8 Sure Signs Of Self-Doubt In Starting Your BusinessGetting out of your comfort zone is always a challenge, but more and more evidence indicates that it is necessary for growth and success in your business and career. In my experience as a mentor to entrepreneurs, I find that self-doubt and lack of confidence are the primary constraints people have to overcome to move ahead. The challenge is to recognize your problem and fix it.

Although the people around you may recognize the symptoms, nothing will likely change unless you see the telltale signs of hesitation in yourself. I found the key ones to be outlined well in a new book, “Hunting Discomfort,” by Sterling Hawkins. He writes from first-hand experience, and is now a recognized business leader, motivational speaker, and mentor to many entrepreneurs.

I have added here my own perspective to the key indicators that he outlines, and I challenge each of you to do your own self-assessment of your discomforts, and proactively take the actions suggested to move to the next level of business commitment, confidence, and success:

  1. You tend to use non-committal language. “I will try” and “hope for the best” are phrases that have no place in your business or career. If you find yourself using any similar phrases, it indicates that you lack confidence in your ability, or choose to avoid real commitments. The antidote is to make clear commitments, and celebrate successes.

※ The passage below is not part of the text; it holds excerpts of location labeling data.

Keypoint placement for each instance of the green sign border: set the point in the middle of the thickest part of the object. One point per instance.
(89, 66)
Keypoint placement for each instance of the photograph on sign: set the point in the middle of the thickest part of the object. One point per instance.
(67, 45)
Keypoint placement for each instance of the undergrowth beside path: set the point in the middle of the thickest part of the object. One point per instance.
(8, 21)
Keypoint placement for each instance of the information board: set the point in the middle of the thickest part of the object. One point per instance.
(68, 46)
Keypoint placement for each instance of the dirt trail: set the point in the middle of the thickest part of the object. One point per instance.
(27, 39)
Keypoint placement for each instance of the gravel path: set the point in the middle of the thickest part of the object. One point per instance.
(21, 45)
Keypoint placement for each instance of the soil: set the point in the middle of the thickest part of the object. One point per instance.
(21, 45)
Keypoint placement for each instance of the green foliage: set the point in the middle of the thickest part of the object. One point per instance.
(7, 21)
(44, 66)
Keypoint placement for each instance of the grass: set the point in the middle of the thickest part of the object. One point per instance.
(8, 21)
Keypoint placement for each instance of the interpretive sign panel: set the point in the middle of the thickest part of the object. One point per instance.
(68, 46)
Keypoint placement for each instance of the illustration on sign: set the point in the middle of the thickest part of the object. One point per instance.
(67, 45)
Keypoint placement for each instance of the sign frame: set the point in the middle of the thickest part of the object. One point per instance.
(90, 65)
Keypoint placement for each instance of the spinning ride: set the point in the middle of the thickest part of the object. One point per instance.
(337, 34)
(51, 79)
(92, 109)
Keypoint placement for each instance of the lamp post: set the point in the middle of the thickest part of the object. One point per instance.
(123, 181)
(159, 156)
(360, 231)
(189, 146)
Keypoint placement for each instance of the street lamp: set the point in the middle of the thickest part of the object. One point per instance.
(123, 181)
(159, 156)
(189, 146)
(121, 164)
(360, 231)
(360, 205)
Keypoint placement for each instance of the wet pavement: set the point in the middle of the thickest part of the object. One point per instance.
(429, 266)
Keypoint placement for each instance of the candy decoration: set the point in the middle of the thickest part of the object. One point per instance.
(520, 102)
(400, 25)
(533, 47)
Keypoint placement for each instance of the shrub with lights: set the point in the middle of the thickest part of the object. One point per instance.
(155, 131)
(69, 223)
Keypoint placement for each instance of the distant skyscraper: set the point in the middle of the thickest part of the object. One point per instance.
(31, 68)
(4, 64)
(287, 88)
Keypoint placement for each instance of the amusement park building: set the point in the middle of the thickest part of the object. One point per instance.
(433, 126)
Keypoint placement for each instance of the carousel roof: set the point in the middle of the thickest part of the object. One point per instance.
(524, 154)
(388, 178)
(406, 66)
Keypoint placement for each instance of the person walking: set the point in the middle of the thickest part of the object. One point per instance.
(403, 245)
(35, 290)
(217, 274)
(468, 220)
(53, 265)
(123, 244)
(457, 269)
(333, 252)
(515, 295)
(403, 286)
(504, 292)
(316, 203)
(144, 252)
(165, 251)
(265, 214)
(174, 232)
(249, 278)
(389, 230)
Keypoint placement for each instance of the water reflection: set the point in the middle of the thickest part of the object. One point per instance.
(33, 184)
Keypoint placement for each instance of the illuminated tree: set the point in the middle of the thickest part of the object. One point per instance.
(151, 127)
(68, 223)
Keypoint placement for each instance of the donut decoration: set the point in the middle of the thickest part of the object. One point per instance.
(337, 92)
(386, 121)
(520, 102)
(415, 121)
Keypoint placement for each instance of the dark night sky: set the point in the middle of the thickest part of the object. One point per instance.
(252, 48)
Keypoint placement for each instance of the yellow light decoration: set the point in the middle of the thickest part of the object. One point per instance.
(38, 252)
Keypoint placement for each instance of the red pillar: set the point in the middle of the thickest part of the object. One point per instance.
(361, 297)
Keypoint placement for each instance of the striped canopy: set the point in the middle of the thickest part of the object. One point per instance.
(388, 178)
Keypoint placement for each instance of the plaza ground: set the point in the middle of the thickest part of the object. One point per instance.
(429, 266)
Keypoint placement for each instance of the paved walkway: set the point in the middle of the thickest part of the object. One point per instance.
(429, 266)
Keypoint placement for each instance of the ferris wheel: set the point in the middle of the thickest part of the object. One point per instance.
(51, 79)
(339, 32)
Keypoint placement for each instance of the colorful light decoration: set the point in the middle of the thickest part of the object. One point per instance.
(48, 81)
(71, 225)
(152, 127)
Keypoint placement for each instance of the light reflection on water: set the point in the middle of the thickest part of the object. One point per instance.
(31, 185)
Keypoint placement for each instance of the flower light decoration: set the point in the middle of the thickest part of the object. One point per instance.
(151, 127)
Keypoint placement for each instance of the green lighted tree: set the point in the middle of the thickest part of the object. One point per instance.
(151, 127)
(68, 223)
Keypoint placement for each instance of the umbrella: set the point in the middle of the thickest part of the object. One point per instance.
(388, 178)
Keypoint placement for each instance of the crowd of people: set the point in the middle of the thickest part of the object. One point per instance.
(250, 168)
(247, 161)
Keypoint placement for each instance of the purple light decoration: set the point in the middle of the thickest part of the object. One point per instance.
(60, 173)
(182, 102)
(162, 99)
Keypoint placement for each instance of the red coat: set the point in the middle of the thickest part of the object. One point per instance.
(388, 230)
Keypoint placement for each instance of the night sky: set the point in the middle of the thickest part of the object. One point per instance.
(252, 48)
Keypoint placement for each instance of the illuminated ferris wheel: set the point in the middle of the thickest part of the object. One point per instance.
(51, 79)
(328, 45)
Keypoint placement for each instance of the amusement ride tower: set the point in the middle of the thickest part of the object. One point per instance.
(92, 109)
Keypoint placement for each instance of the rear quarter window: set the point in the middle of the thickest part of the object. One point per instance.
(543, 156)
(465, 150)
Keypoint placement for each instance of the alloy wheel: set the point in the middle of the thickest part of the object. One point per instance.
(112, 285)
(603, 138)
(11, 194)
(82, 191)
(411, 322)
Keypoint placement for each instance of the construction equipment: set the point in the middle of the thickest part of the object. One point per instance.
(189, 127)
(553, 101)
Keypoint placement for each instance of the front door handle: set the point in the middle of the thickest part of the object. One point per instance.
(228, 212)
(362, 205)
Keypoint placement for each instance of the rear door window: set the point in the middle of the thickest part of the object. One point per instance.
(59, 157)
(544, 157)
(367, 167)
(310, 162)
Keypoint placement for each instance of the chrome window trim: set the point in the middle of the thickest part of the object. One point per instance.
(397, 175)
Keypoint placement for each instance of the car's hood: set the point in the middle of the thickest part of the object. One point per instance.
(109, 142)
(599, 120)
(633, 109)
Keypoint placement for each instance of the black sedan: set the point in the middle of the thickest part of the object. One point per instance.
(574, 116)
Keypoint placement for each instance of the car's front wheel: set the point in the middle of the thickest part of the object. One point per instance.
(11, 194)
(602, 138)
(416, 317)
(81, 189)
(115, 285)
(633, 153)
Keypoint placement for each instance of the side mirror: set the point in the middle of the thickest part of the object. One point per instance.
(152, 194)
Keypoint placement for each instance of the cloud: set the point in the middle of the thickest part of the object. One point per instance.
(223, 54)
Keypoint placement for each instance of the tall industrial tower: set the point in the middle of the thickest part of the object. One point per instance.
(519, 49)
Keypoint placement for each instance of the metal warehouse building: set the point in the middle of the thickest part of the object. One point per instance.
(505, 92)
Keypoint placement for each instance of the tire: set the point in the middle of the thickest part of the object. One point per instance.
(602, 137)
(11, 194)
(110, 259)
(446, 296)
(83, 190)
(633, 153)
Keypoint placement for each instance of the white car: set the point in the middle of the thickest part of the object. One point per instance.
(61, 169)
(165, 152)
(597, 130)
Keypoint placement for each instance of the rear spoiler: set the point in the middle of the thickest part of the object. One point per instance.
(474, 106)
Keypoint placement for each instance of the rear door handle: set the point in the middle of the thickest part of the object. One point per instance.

    Also you can show commitment and confidence by taking full responsibility for your actions, and giving full recognition to others for their contributions. These positive and proactive efforts will go a long way in strengthening your own internal perceptions.

  2. Predominantly focus on your perceived flaws. By overly focusing on how your weaknesses are likely the problem, rather than recognizing your strengths, you hide behind a defense mechanism, rather than capitalizing on assets you have, and building your confidence to achieve future successes. Concentrate on highlighting your positives.

  3. It’s more natural to imagine failure than success. This leads to a constant search for safety nets, backup plans, and alternatives, rather than just getting to work, doing the job, and enjoying more and more learning, as well as confidence. My recommendation is to actively seek success alternatives from peers and mentors, and following their lead.

  4. You avoid making plans too far in advance. You like to leave your schedule open in case something happens, or in case you don’t feel well then. In essence, you don’t want to risk getting pulled out of your comfort zone. Don’t let yourself slide in making future commitments because these are the ones that can make you grow to the next level.

  5. Avoid serious conversations about your commitments. If you are a chronic avoider of certain conversations in business, you likely have a problem with commitment and therefore a problem with self-doubt. Make it a priority to not delay conversations that you fear will make you feel uncomfortable. Being too busy is just an excuse.

  6. You have many casual relationships but no close ones. Close relationships, business and personal, do indeed make you vulnerable, and they force you to look beyond your self-doubts to achieve important objectives. One of the most important ways to build trust is always doing what you said you would do, and if not, addressing that with integrity.

  7. Too picky about conditions under which you’ll commit. There will always be conditions that aren’t perfect for you to commit to something, but too often it is a sign that you are doubting your own ability to deliver, or looking for reasons to avoid it. In my experience, people who rarely commit are offered fewer and fewer real opportunities.

  8. Equate commitment with losing your freedom. Keeping every option open may sound good, but in truth it’s just a chaotic fantasy. Growth and success are all about narrowing down the options, committing to one, and making it happen. Your customers and peers need to know specifically what you stand for and where you are leading them.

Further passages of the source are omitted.